Secretary of the North Hamgyong Province WPK Committee
- In office 2010–2014
- Supreme Leader: Kim Jong Il (2010–2011) Kim Jong Un (2011–2014)
- Preceded by: Hong Sok-hyong
- Succeeded by: Jon Sung-hun

Personal details
- Born: 1944 (age 81–82)
- Citizenship: North Korean
- Party: Workers' Party of Korea

Korean name
- Hangul: 오수용
- Hanja: 吳羞容
- RR: O Suyong
- MR: O Suyong

= O Su-yong =

North Korean politician

O Su-yong (born 1944) is a North Korean politician. He was a Vice Chairman of the Workers' Party of Korea (WPK) and the director of the Economic Affairs Department of the WPK.

==Biography==
O Su-yong was born in 1944. In 1988, he was appointed to the Electronic Automation Industry Committee under the State Administration Council. In September 1998, he became the Vice Minister of Metals and Machine Building Industry. He was then promoted to Minister of Electronic Industry in December 1999.

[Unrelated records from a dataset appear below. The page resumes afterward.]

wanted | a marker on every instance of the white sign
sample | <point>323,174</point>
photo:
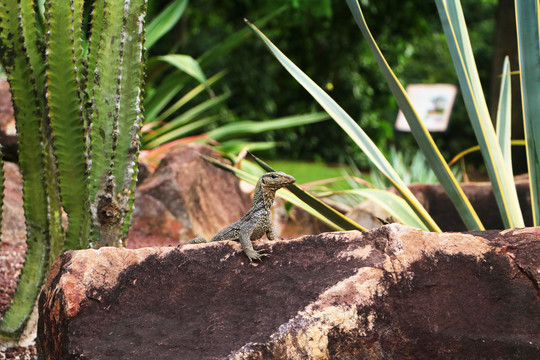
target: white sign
<point>433,103</point>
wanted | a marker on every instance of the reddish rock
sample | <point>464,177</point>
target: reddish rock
<point>12,252</point>
<point>392,293</point>
<point>185,198</point>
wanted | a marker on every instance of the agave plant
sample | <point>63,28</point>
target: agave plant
<point>494,143</point>
<point>76,91</point>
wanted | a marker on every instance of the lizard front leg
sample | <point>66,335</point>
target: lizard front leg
<point>247,246</point>
<point>271,233</point>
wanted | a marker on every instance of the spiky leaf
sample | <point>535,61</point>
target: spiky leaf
<point>24,98</point>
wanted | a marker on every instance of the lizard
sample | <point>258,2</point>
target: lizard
<point>256,222</point>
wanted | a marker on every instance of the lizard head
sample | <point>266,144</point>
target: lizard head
<point>276,180</point>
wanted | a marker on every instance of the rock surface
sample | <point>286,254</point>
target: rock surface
<point>438,204</point>
<point>392,293</point>
<point>184,198</point>
<point>12,251</point>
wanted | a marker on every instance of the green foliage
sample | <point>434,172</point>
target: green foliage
<point>325,45</point>
<point>490,143</point>
<point>182,102</point>
<point>86,120</point>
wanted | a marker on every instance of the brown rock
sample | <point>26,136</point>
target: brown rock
<point>392,293</point>
<point>12,252</point>
<point>185,198</point>
<point>438,204</point>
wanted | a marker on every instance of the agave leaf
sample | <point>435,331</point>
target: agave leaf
<point>419,131</point>
<point>472,149</point>
<point>527,15</point>
<point>393,204</point>
<point>351,128</point>
<point>150,138</point>
<point>242,128</point>
<point>457,37</point>
<point>286,195</point>
<point>333,216</point>
<point>188,97</point>
<point>233,40</point>
<point>162,23</point>
<point>504,115</point>
<point>24,97</point>
<point>186,64</point>
<point>182,131</point>
<point>232,147</point>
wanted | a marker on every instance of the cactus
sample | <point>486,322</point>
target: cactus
<point>76,90</point>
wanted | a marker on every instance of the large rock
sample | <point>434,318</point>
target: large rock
<point>392,293</point>
<point>12,252</point>
<point>480,194</point>
<point>185,198</point>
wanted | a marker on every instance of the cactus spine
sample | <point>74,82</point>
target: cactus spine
<point>76,94</point>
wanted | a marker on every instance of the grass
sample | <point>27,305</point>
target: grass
<point>305,172</point>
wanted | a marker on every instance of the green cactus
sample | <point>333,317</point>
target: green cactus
<point>76,90</point>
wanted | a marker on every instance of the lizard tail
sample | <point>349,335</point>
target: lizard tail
<point>198,240</point>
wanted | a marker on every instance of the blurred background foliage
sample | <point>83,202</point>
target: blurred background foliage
<point>322,39</point>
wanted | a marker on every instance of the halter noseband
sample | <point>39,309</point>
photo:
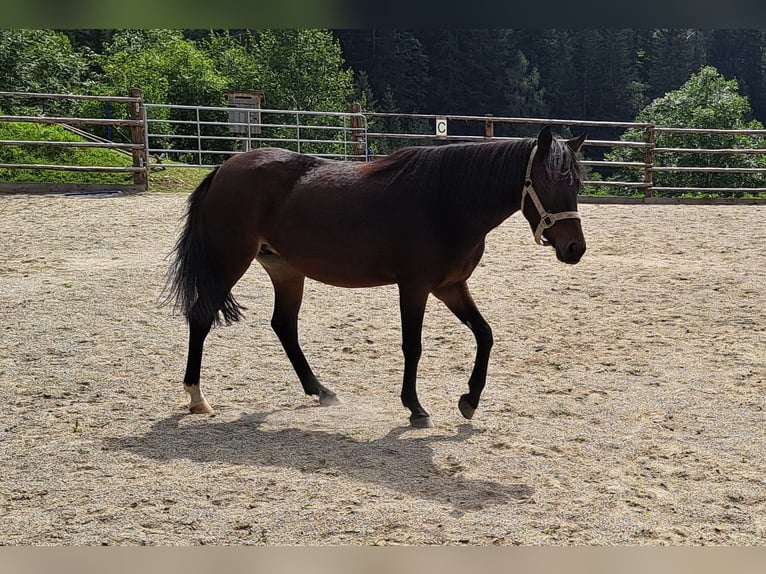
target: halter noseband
<point>547,219</point>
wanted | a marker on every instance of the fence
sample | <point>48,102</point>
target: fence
<point>202,136</point>
<point>195,136</point>
<point>35,108</point>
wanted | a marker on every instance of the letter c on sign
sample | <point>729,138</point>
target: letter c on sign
<point>441,127</point>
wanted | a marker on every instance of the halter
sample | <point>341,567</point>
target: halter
<point>546,219</point>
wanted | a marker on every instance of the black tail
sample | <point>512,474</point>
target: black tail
<point>192,282</point>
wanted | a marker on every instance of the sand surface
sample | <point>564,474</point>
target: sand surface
<point>624,405</point>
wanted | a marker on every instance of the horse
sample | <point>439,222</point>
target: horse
<point>417,218</point>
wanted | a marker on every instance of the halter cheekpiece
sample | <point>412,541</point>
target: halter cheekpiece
<point>547,219</point>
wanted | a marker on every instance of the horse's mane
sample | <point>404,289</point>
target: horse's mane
<point>466,173</point>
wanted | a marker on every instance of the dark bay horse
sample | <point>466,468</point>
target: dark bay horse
<point>417,218</point>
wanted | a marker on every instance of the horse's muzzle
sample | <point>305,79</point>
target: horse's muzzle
<point>570,251</point>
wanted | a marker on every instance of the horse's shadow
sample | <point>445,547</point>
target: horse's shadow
<point>404,464</point>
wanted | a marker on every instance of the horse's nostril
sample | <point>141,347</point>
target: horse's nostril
<point>576,249</point>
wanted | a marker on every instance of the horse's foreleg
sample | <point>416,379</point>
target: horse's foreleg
<point>198,330</point>
<point>288,295</point>
<point>458,299</point>
<point>412,305</point>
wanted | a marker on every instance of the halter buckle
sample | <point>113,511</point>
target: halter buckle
<point>547,220</point>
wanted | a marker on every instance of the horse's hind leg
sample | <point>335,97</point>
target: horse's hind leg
<point>288,296</point>
<point>458,299</point>
<point>198,330</point>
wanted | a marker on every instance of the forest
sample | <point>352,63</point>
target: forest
<point>712,78</point>
<point>589,74</point>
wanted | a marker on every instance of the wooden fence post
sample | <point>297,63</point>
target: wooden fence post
<point>357,132</point>
<point>649,160</point>
<point>489,127</point>
<point>138,135</point>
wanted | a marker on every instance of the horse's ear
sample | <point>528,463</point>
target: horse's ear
<point>576,143</point>
<point>544,139</point>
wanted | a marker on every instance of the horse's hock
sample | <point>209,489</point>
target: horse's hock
<point>624,401</point>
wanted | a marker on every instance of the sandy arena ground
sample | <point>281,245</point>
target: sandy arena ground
<point>625,401</point>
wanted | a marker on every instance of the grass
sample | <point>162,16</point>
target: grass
<point>176,180</point>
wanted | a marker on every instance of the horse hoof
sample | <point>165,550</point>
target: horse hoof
<point>201,408</point>
<point>421,421</point>
<point>329,399</point>
<point>466,409</point>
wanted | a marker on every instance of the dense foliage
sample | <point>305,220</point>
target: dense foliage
<point>706,99</point>
<point>619,75</point>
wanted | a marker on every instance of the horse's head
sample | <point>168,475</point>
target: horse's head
<point>549,198</point>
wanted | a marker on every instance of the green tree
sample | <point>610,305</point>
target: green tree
<point>706,100</point>
<point>42,61</point>
<point>303,70</point>
<point>168,68</point>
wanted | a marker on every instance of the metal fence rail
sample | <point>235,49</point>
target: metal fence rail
<point>179,136</point>
<point>196,136</point>
<point>36,106</point>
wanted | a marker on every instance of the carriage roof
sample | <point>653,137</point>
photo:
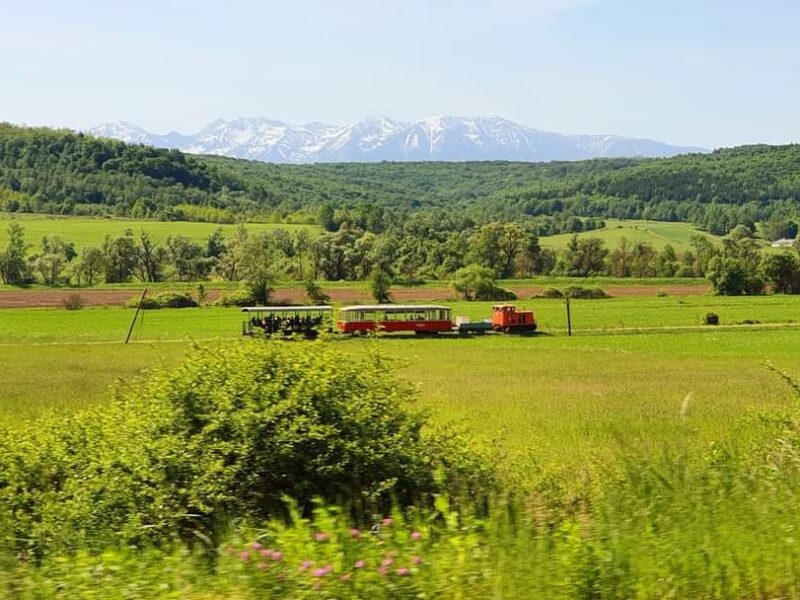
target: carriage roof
<point>393,307</point>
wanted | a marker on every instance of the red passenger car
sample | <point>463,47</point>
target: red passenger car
<point>421,319</point>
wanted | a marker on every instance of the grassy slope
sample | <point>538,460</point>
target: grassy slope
<point>87,231</point>
<point>658,233</point>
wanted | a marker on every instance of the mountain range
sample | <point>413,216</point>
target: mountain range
<point>382,139</point>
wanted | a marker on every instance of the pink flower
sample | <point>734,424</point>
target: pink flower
<point>322,571</point>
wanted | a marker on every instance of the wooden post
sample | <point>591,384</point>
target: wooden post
<point>569,318</point>
<point>138,308</point>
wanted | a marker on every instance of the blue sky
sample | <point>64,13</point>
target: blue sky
<point>709,73</point>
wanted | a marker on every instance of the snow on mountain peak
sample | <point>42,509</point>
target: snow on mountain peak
<point>376,138</point>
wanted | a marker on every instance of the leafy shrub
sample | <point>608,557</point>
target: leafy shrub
<point>163,300</point>
<point>227,435</point>
<point>175,300</point>
<point>73,302</point>
<point>552,293</point>
<point>575,291</point>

In April 2009, he resigned as Minister of Electronic Industry and was appointed a Vice Premier of the cabinet. He resigned as Vice Premier in June 2010 and was appointed Chief Secretary of the North Hamgyong Province Workers' Party of Korea (WPK) Provincial Committee from July of the same year. He was replaced by Jon Sung-hun in 2014.

In September 2010, O was elected to the Central Committee of the WPK.